Trump signs Dodd-Frank rollback as deregulation push continues

[WASHINGTON] US President Donald Trump on Thursday signed into law the first major rollback of the post-crisis banking regulations following after Congress approved the legislation this week.

The law frees thousands of small- and medium-sized banks from the regulatory scrutiny and stress testing created under the Dodd-Frank Wall Street reform legislation of 2010.

Democratic leaders have denounced the legislation - which still received support from some Democrat lawmakers - as an invitation to the return of the reckless financial conduct which caused the 2008 global financial crisis and the subsequent Great Recession.

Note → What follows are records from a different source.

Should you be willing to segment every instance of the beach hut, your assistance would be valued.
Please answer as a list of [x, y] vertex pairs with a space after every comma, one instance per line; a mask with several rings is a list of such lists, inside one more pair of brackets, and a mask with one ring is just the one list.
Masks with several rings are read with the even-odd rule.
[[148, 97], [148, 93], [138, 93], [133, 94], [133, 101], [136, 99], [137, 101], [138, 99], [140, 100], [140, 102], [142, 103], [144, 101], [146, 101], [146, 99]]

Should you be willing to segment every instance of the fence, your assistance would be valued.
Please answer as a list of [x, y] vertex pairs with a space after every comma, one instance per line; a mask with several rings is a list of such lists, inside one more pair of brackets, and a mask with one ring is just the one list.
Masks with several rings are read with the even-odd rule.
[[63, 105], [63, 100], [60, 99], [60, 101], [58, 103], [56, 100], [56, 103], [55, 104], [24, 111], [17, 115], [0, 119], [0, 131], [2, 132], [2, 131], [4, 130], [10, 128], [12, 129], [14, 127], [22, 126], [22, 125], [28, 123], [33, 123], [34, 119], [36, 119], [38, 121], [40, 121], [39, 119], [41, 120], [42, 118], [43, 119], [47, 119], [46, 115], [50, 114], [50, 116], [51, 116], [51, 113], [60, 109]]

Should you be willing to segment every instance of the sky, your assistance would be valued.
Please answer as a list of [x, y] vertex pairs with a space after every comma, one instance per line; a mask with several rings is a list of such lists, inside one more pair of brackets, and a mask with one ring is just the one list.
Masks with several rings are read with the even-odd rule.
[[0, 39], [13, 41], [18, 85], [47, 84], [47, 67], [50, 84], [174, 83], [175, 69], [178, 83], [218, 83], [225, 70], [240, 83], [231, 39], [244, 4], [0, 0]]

Community banks and credit unions "shouldn't be regulated the same way as the large, complex financial institutions and that's what happened and they were being put out of business one by one," Mr Trump said at the White House just before signing the law.

He called Dodd-Frank a "disaster."

But the Federal Deposit Insurance Corporation this week reported the US banking sector, which includes small community lenders as well as major financial institutions, had had its most profitable quarter ever.

This would have been the case even without December's sweeping tax cuts, according to the FDIC, which said banking profits rose 27.5 per cent to US$56 billion.

Community banks saw a 17.7 per cent increase in net income for the quarter.

Under the new law, banks with up to US$250 billion in assets will be freed from Dodd-Frank's stricter oversight, including stress tests, leaving only about a dozen major US banks subject to the law's toughest oversight requirement.